Budget Cuts could affect road safety
Published: December 5, 2008
State budget cuts that have already occurred and future cuts next year could start affecting your safety on South Carolina’s roads and highways. The Highway Patrol graduated 36 new state troopers Friday, but a smaller class that was supposed to start training in January has been canceled and Public Safety director Mark Keel says he does not expect there to be any new troopers hired next year because of the budget cuts.
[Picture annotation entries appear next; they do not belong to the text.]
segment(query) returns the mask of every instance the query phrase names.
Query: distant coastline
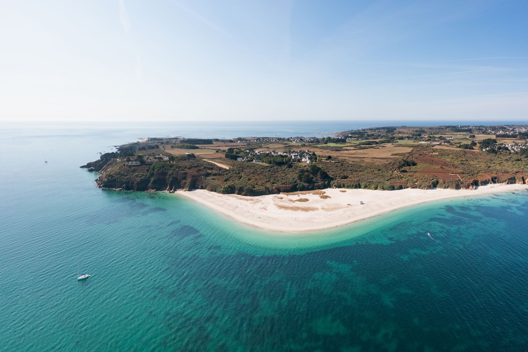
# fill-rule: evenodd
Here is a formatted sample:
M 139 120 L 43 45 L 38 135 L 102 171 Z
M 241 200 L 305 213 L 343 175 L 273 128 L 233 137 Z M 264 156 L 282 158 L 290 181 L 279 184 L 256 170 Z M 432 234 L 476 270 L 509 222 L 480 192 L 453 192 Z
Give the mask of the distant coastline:
M 178 191 L 175 194 L 247 225 L 302 233 L 344 226 L 427 202 L 526 189 L 526 185 L 498 184 L 460 190 L 327 188 L 257 197 L 220 194 L 204 189 Z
Keel says the Patrol now has 978 troopers, including the new graduates. But based on the state’s population, miles of roadway and amount of vehicle traffic, the Patrol should have about 1,100 troopers. The Patrol loses an average of 57 troopers a year to retirement and other jobs, so this new graduating class won’t even keep the agency even.
Keel says new budget cuts expected next year, combined with the millions already cut from the Patrol, could start affecting your safety. “Fatalities are down 167 as of this morning,” he says. “So 167 less people have lost their lives on South Carolina highways. And we really believe it’s due, in fact, to the numbers of troopers that we have on the road.”
He won’t speculate on how much the agency will actually lose, since the budget hasn’t been written yet, but the House Ways and Means committee sent the Department of Public Safety a letter on Monday asking it how it would cut 15 percent from the agency’s budget. The department’s budget was cut by $11 million this year. “Needless to say, these cuts are going to impact us, severely,“ Keel says.